In caso di mancata concisa esposizione dello svolgimento del processo, si ha nullità della sentenza solo se tale omissione impedisca totalmente di individuare il thema decidendum e le ragioni che stanno a fondamento del dispositivo (Cfr., Cass. sent. n. 27356/2013), nonché gli elementi di fatto considerati o presupposti nella pronuncia (Cfr., Cass. sent. n. 6660/2006).
La mancata indicazione delle richieste delle parti non comporta la nullità della pronuncia, a meno che tale omissione non abbia inciso concretamente sull’attività del giudice, nel senso di averne comportato un’omissione oppure un difetto di motivazione (Cfr., Cass. sent. n. 4208/2007).
Con riferimento al difetto di motivazione occorre operare innanzitutto una distinzione tra pronuncia di primo e secondo grado. Nel giudizio di appello tale vizio non assume molta rilevanza in ottica difensiva, in quanto non condurrà ad una nullità del processo, essendo sostituita la pronuncia di primo grado da quella del giudice di appello.
Al contrario, nel giudizio di cassazione il difetto di motivazione della sentenza costituisce una nullità processuale che, se del caso, potrebbe condurre alla cassazione con rinvio della sentenza ad altra sezione della Commissione tributaria regionale.
Sotto tale profilo, è stata dichiarata la nullità della sentenza dotata di motivazione apparente, vizio configurabile nella ipotesi in cui il giudice di merito ometta del tutto l’indicazione degli elementi da cui ha tratto il proprio convincimento, ovvero li indichi senza compierne alcuna approfondita disamina logica e giuridica (Cfr., Cass. ord. n. 11437/2014).
È stato altresì affermato che la sentenza è nulla ove il giudice non dia atto dei motivi delle parti, così mancando la possibilità di ritenere che essi siano stati valutati (Cfr., Cass. sent. n. 16612/2015), ancorché l’eventuale copia-incolla, comunque, non garantirebbe un’operazione di valutazione critica.

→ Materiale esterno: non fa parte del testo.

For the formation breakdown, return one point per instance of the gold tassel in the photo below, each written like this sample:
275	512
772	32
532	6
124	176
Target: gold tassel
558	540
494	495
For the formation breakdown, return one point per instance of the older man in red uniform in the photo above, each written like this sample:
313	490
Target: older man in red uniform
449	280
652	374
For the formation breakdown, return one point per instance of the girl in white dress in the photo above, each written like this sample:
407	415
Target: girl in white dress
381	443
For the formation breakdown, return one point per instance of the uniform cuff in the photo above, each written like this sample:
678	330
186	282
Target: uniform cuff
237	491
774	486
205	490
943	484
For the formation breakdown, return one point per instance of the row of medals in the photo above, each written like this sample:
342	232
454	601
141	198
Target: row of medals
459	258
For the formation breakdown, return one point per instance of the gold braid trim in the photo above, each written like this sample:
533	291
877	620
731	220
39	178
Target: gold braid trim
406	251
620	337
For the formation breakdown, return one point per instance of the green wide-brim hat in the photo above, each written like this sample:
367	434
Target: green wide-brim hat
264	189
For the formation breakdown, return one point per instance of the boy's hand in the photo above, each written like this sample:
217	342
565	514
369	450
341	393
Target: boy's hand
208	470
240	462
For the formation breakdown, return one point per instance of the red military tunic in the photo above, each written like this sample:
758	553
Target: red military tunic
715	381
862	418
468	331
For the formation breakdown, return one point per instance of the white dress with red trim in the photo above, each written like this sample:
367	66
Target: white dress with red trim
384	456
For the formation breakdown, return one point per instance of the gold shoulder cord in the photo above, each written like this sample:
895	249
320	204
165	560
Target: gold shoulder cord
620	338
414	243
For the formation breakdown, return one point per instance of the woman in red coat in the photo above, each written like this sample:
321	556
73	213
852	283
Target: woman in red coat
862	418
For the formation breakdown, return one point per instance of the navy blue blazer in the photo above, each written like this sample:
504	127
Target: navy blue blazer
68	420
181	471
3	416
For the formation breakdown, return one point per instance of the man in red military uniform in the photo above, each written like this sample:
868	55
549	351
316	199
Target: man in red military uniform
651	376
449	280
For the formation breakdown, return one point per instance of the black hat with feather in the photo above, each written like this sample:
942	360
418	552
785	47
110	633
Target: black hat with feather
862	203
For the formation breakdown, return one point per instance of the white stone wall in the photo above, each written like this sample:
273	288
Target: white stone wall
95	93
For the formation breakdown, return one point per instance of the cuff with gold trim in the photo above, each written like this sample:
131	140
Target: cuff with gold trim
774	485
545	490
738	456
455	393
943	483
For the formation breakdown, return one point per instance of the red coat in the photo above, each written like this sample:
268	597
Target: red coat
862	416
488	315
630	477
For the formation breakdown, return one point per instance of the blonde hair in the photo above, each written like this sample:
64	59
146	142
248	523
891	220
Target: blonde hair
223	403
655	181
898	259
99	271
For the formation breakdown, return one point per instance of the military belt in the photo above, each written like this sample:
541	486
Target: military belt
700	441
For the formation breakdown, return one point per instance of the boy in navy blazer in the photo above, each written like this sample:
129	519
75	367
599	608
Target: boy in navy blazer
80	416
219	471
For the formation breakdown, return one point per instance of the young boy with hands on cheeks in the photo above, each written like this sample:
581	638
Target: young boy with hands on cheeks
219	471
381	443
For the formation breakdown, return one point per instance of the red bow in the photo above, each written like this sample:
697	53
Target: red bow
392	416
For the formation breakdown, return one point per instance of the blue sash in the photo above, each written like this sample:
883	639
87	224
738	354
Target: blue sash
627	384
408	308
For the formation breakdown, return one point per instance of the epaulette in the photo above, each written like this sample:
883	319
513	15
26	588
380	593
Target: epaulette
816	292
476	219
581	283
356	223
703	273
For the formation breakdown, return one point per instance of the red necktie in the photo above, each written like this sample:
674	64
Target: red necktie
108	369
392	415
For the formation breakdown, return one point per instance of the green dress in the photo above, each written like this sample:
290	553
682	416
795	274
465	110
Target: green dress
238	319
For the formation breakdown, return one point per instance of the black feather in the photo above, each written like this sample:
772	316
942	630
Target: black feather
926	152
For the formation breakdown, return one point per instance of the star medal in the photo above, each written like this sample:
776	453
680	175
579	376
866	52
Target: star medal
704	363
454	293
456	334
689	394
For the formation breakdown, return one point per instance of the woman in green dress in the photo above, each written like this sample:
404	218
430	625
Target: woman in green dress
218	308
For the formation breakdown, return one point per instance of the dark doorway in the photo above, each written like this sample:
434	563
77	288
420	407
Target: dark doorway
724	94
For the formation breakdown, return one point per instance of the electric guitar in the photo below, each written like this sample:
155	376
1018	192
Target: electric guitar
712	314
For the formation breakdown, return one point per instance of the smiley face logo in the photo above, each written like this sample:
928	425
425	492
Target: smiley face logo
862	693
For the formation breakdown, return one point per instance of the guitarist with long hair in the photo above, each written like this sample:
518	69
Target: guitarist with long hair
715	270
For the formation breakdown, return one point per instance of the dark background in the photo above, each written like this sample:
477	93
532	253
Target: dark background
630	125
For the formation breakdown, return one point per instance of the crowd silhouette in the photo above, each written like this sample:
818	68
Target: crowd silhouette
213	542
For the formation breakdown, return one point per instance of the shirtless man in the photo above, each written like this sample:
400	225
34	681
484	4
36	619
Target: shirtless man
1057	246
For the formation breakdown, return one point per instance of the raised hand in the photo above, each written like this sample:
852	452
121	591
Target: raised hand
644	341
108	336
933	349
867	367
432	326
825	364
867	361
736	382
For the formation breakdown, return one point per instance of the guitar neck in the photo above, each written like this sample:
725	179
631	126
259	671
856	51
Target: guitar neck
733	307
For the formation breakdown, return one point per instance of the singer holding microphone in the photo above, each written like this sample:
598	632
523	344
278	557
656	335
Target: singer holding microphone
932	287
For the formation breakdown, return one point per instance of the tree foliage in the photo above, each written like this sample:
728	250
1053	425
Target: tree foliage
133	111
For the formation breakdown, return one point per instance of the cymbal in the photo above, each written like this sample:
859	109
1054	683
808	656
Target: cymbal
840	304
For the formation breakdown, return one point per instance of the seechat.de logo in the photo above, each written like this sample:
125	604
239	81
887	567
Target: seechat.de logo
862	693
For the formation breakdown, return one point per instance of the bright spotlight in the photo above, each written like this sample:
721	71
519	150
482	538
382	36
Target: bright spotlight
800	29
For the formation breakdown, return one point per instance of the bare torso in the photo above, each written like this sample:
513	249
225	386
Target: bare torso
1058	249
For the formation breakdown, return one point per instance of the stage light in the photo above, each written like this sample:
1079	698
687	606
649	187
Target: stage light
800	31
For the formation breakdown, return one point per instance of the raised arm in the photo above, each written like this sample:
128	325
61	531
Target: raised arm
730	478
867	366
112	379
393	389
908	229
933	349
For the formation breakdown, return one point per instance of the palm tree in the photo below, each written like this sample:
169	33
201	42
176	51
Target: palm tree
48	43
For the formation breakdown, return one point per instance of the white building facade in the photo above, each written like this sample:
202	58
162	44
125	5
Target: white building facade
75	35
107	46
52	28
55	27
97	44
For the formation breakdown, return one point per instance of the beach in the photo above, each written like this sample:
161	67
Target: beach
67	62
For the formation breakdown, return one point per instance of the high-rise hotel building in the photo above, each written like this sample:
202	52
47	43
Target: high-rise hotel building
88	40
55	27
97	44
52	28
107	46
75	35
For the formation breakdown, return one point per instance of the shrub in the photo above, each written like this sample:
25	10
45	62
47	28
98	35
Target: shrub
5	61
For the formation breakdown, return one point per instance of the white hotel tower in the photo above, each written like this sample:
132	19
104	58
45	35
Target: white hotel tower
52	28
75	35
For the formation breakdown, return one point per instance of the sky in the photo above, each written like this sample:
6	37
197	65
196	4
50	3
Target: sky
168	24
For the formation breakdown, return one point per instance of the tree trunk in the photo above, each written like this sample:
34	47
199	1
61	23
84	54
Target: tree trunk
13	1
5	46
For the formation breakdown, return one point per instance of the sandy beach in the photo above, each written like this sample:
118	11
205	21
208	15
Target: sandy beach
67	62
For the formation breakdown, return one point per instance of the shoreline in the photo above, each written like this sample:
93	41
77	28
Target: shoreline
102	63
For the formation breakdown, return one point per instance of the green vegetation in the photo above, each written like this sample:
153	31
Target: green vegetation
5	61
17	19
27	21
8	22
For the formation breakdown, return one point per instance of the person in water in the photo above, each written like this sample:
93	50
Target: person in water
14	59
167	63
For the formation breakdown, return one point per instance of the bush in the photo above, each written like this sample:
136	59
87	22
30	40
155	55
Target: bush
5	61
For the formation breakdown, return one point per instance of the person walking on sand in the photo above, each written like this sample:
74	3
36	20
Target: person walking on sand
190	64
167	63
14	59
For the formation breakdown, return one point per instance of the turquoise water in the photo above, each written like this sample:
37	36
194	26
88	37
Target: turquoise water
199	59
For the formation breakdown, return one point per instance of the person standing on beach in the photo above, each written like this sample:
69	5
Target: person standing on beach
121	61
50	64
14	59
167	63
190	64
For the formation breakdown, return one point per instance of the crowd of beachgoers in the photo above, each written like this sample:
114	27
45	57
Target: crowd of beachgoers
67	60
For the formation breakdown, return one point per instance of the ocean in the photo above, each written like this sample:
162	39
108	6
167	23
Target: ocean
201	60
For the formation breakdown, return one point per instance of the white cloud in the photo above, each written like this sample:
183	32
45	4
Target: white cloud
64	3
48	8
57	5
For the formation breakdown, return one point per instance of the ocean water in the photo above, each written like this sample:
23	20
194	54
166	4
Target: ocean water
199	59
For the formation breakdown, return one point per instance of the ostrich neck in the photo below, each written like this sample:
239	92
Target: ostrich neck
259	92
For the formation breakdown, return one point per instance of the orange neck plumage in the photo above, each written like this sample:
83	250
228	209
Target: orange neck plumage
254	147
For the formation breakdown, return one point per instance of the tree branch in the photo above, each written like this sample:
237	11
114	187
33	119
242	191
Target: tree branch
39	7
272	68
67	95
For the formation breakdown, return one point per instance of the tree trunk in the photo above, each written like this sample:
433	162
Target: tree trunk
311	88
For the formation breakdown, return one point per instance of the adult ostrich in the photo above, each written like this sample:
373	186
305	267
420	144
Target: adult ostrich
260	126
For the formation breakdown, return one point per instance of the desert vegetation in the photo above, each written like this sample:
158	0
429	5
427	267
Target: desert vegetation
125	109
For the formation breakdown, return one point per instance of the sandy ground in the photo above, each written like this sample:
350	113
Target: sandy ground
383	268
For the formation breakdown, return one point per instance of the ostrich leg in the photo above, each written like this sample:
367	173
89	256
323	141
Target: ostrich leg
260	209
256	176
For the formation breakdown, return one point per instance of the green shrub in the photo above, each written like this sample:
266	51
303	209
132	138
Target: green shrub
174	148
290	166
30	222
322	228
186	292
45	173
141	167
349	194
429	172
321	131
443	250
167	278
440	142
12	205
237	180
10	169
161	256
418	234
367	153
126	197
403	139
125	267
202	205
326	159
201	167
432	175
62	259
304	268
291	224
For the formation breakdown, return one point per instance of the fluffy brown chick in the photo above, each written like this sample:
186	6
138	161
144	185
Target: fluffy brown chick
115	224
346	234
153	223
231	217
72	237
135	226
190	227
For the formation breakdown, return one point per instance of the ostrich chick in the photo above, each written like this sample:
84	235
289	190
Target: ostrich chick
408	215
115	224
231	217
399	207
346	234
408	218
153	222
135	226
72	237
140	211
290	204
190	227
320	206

Ancor più recentemente, è stata sancita la nullità della sentenza che si è limitata a riportare delle massime generiche senza alcun riferimento al caso di specie e a fare delle affermazioni ancor più generiche e vaghe nonché stereotipate, cosicché la motivazione, sebbene formalmente presente, ben può dirsi apparente e incomprensibile e quindi, in ultima analisi, assente perché ad un’enunciazione delle massime ritenute applicabili non è seguita la puntuale disamina del caso di specie, rendendo così impossibile la comprensione della ratio decidendi (Cfr., Cass. ord. n. 25732/2019).